Lifting your little finger

Its amazing how the smallest things can often have the biggest impact and a little change that we make has a major ripple effect (or less ripples in this case..!) 

I’ve been experiencing a lot of change the past few months and have become very aware of my natural inclination to push to make things happen. We are taught at an early age that everything only comes from hard work, decisive behaviour and assertiveness. The ‘go-getter’ is most successful. In reality this is not the case.

Before you castigate me for this statement, bear with me for a moment, I’m not suggesting you sit and do nothing, however in our modern lives we are so bogged down in the ‘pursuit of..’ mode. Pursuit of happiness, pursuit of money, success and achievement. This results in a more or less absolute loss of ‘allowing’. Allowing feeling, allowing progress, allowing learning and growth. The spiritual people will tell you its about ‘just being’.

I’ve tried to pay attention to this concept of allowing over the past few months and have been amazed at the results. 

On a physical level in my swimming my pinkie finger taught me the lesson. I’ve been noticing that I tend to splash more when doing faster swim sets but I don’t necessarily swim any faster – I think I do because I’m pushing and ‘going hard’. But the stopwatch tells the true story. My swim coach suggested that I seem to drop my left hand and thus elbow early and lose some of the pull through power. His simple solution was to lift my pinkie finger more once my hand enters the water. I was sceptical of this for obvious reasons but when I tried it, the results were amazing. That slight pinkie movement seemed to ‘lock’ the elbow and naturally allow a stronger and longer pull through underwater. While it took a bit of practise, it resulted in a smoother and faster swim reflected in my times and with less splashing and excess movement.

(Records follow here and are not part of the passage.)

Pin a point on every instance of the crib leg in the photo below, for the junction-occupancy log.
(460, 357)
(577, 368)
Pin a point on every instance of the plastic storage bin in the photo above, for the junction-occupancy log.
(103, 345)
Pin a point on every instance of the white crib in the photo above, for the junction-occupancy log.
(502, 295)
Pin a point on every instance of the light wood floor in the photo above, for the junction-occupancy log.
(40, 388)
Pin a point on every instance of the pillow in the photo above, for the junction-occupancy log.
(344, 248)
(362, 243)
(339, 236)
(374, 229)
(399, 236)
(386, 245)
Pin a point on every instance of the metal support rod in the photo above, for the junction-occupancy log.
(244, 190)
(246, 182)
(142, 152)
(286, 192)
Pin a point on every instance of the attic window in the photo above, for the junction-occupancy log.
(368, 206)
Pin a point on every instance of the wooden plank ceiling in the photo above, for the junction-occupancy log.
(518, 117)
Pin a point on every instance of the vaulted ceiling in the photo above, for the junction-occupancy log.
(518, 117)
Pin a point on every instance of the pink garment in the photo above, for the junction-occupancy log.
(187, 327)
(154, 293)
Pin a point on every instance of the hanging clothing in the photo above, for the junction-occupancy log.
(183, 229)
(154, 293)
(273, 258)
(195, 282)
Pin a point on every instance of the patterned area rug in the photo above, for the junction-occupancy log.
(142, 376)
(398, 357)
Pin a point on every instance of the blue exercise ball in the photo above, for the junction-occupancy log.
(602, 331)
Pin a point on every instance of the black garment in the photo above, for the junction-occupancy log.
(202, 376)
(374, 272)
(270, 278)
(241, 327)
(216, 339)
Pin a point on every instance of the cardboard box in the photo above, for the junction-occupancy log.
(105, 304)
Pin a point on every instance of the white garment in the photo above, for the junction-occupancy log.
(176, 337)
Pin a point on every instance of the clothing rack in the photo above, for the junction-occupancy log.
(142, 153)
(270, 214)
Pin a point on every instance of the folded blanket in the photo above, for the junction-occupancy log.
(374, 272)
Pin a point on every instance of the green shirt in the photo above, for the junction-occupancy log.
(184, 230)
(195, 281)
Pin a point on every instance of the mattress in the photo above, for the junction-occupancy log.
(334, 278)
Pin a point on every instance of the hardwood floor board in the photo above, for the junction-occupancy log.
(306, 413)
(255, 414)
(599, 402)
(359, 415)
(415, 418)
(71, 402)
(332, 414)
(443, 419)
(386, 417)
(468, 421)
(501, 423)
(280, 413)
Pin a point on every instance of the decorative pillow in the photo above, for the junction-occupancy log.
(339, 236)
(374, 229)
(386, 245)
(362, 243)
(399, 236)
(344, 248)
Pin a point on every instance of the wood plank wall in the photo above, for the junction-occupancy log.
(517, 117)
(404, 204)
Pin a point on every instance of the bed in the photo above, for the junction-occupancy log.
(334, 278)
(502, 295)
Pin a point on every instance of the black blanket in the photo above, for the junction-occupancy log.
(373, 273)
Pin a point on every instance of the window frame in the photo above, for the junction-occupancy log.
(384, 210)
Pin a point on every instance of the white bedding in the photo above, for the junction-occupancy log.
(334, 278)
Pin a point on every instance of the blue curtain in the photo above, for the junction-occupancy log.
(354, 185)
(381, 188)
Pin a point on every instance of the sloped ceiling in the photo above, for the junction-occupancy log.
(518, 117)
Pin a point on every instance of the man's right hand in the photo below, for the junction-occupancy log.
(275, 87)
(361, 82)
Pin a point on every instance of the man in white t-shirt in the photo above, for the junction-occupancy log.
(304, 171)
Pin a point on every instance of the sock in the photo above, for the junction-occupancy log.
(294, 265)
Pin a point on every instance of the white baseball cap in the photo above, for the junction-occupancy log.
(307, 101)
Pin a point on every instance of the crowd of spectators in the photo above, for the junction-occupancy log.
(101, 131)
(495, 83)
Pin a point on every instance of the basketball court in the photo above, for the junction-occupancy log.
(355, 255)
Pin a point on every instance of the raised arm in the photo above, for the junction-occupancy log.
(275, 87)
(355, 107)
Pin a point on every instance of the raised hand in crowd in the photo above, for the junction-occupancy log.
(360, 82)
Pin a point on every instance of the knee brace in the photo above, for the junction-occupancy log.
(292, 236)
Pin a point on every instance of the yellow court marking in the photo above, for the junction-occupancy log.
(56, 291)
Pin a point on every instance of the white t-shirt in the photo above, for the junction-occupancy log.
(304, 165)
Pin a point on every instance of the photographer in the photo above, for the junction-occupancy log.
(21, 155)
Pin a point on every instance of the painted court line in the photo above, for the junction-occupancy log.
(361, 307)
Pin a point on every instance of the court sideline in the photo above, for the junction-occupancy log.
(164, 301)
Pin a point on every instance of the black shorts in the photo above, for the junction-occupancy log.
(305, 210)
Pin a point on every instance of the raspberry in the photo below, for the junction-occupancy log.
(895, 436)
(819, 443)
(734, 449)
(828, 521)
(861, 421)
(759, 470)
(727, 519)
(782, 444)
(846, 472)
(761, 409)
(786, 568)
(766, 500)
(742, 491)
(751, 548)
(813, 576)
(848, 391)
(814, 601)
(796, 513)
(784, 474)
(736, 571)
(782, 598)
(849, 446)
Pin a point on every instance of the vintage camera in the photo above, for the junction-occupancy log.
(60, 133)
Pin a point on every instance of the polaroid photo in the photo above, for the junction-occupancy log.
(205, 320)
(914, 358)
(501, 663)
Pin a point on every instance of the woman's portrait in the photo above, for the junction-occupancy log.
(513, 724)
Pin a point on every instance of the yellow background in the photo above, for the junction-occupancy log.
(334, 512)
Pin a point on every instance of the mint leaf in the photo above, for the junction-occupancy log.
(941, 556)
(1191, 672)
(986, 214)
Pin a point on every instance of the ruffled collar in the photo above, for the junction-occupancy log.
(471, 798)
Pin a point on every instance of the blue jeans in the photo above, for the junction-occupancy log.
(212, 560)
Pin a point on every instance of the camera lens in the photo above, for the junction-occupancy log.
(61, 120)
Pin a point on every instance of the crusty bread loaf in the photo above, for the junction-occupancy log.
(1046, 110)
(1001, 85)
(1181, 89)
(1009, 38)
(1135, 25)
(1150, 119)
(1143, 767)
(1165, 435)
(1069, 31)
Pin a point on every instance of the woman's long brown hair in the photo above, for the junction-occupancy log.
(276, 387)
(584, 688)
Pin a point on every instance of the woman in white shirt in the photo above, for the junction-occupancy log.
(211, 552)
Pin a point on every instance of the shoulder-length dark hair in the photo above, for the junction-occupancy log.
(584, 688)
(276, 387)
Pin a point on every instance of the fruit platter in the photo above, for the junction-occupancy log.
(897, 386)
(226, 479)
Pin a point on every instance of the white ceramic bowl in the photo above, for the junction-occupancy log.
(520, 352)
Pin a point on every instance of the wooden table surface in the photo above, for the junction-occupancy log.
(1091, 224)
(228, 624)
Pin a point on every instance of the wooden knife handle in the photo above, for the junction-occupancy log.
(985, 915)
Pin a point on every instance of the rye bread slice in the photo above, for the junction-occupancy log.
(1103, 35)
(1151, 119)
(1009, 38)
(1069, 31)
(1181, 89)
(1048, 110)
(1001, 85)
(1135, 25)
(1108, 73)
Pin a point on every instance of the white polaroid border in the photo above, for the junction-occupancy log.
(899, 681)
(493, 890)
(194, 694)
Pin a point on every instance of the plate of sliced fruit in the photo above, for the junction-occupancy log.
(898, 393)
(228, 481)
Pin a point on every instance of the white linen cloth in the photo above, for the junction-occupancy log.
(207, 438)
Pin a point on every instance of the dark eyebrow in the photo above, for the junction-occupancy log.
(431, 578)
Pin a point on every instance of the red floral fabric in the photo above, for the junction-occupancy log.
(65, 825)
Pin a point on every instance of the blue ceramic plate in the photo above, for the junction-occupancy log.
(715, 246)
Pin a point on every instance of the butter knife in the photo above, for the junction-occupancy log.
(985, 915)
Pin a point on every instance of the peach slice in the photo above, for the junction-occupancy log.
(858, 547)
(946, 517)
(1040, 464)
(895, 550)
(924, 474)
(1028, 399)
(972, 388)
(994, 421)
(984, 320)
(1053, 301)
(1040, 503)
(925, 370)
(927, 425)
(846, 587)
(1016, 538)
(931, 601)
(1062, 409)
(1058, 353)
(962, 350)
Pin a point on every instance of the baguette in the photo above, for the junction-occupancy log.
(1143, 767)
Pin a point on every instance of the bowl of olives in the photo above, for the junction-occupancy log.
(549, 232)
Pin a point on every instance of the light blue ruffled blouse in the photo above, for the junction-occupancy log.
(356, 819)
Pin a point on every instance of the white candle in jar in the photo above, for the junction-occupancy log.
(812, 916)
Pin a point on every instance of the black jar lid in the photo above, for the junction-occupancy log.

In terms of the change I’m experiencing, every time I have attempted to ‘push’ the process, something happens to stop me. Initially this frustrated me but each time I realised that my pushing was getting in the way of a much better result that would come through my allowing.

Continuing the swimming analogy – often we believe we are getting ‘there’ more quickly because we are doing more but in fact we are splashing. If we back off a little, consider the stroke and change what is necessary, we move more smoothly, more efficiently, more effectively and eventually also with more speed. 

Stop, step back, consider, allow and then move forward at the right time.